Nahezu täglich erreichen mich Fragen von Patientenseite, die sich um das Thema Darm bzw. Darmgesundheit drehen und hier im Speziellen die Einnahme von Probiotika betreffen.
Probiotika sind in den letzten Jahren zu einem neuen Hype avanciert. Was um die Jahrtausendwende der "run" auf Nahrungsergänzungen (orthomolekulare Produkte) darstellte, wird nun mehr und mehr von einem fast undurchschaubaren Angebot an Probiotika abgelöst.

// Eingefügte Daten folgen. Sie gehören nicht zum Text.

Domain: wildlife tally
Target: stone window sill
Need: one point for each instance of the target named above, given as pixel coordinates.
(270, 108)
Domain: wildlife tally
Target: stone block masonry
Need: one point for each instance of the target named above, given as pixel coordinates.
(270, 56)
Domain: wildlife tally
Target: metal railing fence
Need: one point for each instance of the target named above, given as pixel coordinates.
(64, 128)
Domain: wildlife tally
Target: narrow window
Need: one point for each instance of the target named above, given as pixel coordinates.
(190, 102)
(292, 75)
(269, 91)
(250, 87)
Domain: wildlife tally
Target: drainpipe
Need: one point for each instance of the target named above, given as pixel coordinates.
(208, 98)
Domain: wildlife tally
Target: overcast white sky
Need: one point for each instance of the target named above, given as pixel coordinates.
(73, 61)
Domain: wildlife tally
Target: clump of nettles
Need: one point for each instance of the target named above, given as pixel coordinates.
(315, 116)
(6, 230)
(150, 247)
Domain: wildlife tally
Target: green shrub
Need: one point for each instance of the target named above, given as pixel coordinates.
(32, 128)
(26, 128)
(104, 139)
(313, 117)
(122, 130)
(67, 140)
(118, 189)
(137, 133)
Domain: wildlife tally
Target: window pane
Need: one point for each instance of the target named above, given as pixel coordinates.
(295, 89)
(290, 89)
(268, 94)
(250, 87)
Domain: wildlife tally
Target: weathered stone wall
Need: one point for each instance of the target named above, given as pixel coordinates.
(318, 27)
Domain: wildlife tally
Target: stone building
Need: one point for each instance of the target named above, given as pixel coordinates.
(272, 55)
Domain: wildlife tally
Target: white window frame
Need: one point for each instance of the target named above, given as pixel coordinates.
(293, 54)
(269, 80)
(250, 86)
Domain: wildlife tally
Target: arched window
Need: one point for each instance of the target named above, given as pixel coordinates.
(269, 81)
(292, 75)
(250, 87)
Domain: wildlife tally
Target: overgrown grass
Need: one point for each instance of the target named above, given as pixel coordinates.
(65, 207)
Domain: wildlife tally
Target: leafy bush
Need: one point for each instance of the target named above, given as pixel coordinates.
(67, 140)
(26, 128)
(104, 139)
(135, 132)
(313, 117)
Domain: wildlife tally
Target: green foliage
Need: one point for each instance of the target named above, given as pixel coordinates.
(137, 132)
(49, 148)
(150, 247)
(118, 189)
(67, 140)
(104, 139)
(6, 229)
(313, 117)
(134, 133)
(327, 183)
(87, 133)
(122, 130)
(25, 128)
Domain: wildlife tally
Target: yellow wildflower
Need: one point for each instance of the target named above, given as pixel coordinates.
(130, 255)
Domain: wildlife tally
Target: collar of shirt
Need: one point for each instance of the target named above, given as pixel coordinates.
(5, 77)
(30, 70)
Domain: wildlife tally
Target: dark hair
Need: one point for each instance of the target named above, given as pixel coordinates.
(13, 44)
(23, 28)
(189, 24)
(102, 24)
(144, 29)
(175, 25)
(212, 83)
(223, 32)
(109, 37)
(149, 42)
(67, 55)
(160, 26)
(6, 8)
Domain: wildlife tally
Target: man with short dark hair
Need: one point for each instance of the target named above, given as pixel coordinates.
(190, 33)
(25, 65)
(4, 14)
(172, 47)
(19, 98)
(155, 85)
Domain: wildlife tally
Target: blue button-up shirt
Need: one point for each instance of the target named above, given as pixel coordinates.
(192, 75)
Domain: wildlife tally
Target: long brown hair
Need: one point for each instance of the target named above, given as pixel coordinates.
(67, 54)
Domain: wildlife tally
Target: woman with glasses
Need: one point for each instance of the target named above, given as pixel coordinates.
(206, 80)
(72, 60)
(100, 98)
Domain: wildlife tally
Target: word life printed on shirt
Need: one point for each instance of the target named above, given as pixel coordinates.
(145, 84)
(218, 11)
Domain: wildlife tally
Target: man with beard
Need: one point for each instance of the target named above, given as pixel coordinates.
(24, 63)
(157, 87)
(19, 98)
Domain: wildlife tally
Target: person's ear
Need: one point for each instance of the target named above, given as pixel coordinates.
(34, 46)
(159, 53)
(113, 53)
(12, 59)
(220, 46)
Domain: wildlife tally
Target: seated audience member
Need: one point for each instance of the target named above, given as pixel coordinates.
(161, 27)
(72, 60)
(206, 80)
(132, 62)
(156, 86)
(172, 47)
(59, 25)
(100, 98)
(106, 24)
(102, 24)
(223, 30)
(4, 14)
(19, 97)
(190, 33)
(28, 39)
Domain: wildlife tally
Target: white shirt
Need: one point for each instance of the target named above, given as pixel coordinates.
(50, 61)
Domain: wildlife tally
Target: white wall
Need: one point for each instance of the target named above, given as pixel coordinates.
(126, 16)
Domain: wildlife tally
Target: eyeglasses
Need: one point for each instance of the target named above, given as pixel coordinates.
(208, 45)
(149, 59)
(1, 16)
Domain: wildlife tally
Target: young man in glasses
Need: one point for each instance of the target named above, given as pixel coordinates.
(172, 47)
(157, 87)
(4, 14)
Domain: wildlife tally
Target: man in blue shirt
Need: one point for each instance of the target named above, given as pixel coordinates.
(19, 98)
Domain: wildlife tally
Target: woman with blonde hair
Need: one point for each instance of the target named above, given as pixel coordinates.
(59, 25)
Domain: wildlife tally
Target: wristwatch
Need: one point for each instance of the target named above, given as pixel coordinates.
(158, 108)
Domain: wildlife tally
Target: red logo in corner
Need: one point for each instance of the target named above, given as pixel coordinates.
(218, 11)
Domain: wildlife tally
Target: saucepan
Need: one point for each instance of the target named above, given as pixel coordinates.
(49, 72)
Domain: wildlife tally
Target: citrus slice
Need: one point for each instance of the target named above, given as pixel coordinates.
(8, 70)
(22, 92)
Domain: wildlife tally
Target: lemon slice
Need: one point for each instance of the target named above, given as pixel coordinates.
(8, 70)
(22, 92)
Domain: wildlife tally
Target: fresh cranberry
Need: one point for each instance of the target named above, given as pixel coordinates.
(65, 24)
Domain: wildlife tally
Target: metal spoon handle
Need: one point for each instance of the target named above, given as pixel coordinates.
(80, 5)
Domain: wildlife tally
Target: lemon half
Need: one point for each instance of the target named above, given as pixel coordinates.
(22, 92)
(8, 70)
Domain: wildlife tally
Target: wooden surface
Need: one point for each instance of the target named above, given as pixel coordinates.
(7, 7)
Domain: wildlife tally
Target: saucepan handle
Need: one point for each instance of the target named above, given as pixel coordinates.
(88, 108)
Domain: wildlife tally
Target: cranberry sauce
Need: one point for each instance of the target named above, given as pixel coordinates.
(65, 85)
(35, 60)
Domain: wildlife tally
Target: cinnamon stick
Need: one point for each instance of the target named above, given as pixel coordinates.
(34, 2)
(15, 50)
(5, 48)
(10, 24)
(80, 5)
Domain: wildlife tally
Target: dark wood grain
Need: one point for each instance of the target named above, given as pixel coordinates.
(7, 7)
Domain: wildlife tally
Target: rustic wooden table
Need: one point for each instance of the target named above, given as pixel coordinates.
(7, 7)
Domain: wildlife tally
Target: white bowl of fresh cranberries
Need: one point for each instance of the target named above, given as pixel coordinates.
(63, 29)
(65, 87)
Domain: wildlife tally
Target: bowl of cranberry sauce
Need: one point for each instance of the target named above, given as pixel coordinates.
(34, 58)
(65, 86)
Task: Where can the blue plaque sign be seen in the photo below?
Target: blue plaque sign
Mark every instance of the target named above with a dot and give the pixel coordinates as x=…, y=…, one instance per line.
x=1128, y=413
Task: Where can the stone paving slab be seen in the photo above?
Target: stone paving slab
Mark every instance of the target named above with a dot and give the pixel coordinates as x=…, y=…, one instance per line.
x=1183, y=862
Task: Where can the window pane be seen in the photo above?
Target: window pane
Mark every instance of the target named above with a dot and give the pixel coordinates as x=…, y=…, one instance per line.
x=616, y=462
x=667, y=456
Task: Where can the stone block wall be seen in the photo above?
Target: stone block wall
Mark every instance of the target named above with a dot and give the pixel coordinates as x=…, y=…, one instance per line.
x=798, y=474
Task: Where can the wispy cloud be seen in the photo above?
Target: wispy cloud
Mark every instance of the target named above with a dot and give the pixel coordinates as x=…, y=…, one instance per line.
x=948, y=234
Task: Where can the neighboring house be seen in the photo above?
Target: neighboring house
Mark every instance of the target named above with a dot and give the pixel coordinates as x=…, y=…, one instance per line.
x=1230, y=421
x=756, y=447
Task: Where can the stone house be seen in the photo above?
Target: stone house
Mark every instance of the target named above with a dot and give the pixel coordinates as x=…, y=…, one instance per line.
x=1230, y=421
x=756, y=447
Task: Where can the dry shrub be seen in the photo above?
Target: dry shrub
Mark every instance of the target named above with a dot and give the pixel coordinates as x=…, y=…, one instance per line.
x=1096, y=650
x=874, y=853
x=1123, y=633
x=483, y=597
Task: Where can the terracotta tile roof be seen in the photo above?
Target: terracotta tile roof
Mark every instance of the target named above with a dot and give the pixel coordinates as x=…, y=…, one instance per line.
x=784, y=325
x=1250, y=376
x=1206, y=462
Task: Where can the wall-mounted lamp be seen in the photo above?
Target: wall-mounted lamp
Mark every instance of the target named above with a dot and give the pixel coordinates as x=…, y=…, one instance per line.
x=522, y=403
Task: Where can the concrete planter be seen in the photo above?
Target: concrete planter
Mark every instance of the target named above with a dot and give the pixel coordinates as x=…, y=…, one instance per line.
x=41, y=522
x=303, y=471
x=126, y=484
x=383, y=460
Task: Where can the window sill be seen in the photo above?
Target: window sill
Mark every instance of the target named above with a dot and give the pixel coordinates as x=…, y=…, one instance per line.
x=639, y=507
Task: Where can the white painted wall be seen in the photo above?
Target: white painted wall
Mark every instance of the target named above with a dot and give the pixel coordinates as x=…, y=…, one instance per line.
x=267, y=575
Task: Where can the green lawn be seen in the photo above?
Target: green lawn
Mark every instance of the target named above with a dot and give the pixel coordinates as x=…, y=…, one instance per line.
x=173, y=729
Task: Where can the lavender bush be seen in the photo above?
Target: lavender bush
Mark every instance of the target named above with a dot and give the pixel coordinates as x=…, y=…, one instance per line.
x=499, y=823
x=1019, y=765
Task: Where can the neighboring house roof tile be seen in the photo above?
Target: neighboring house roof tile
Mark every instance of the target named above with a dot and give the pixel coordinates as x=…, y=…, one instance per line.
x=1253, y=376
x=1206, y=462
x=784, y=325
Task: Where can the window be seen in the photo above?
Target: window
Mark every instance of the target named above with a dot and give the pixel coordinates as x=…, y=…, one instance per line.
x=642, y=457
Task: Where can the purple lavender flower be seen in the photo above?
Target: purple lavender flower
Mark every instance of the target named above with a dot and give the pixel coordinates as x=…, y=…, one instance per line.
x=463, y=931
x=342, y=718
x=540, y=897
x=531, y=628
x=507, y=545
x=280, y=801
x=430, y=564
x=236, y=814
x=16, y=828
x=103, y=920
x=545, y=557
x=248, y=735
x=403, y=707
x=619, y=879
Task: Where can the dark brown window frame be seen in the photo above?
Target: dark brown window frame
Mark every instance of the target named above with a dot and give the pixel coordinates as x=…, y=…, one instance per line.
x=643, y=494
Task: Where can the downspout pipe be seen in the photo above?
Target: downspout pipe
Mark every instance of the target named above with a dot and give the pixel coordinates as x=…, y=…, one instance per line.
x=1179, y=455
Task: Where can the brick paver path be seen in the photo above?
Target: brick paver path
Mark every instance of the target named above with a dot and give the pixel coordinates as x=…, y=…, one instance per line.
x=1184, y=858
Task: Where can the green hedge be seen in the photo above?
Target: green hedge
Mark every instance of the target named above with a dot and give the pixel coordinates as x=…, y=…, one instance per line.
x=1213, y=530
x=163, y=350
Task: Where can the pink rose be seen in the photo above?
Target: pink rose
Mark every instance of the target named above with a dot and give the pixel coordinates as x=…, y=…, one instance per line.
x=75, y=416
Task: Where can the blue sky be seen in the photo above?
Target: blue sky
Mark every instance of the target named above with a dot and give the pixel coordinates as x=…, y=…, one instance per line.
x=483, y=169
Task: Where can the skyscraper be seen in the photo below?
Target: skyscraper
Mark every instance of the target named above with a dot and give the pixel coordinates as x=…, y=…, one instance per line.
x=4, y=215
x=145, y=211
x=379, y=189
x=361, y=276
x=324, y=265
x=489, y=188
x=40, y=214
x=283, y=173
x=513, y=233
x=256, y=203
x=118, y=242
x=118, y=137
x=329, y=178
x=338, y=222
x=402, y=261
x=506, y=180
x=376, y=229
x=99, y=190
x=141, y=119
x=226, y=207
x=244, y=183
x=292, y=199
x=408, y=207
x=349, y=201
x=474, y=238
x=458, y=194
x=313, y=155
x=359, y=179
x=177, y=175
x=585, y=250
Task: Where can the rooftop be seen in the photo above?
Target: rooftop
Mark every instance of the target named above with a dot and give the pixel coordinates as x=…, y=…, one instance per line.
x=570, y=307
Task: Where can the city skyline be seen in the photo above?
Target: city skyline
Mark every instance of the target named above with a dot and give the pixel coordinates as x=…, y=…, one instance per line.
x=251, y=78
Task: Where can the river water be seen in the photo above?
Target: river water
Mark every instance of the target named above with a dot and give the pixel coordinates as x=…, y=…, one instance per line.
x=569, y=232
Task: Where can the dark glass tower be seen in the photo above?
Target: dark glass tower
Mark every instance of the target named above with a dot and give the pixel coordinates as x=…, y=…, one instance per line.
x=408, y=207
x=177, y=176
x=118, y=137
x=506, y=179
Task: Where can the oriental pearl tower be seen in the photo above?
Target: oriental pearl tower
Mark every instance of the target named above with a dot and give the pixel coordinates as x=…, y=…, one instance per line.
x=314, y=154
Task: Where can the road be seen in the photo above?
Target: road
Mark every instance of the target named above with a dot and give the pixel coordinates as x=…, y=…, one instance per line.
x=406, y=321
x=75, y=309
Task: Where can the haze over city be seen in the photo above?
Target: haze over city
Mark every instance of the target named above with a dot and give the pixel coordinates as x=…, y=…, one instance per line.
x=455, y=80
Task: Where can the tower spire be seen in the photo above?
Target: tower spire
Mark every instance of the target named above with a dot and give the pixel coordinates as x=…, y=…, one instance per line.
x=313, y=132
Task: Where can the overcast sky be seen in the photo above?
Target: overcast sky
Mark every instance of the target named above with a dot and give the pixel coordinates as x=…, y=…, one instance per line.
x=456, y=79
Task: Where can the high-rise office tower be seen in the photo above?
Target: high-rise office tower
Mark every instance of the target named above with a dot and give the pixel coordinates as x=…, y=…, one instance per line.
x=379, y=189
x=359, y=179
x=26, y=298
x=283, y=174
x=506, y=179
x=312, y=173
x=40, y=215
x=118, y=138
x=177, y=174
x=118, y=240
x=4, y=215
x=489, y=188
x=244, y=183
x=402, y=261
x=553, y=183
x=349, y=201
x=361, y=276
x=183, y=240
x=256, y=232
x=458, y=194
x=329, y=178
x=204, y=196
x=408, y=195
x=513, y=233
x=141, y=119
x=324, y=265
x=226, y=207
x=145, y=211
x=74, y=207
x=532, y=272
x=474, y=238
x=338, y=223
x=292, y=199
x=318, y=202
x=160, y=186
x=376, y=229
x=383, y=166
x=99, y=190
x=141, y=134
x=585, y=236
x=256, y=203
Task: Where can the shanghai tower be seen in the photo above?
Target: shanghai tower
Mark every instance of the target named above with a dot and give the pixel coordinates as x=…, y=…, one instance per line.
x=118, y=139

Dabei habe ich den Eindruck, dass irgendwie alles durcheinandergeworfen wird und Patienten wie auch so mancher Therapeut sein alleiniges Heil in der Einnahme/Verordnung von irgendwelchen Probiotika finden will. Das Probiotikum oder besser noch: viele verschiedene Probiotika sollen es "richten"...
Die "Schulmedizin" bzw. der "Markt" hat den Darm als Spielfeld enormer finanzieller Gewinne neu für sich entdeckt. Was in der Erfahrungsheilkunde seit Jahrhunderten als selbstverständlich erachtet wird, nämlich, dass der Darm eine sehr entscheidende Rolle bei der Gesamtgesundheit des Menschen darstellt und seit jeher in eine ganzheitliche Therapie immer mit einbezogen wird, scheint im vergangenen Jahrzehnt auch gewinnträchtig die Schulmedizin und den freien Markt ereilt zu haben.
Aber auch dieser neue Hype um Probiotika stellt alleine keinen ganzheitlichen Ansatz dar.
1. Die Reduktion auf ein Symptom statt Ursachenforschung
Probiotika werden oft als eine Art „Wunderpille“ beworben, die alle Darmprobleme lösen können. Dieser Ansatz zielt jedoch vor allem auf die Behandlung von Symptomen ab, ohne die tieferen Ursachen von Darmproblemen wie Dysbiose, Entzündungen oder Verdauungsstörungen zu adressieren.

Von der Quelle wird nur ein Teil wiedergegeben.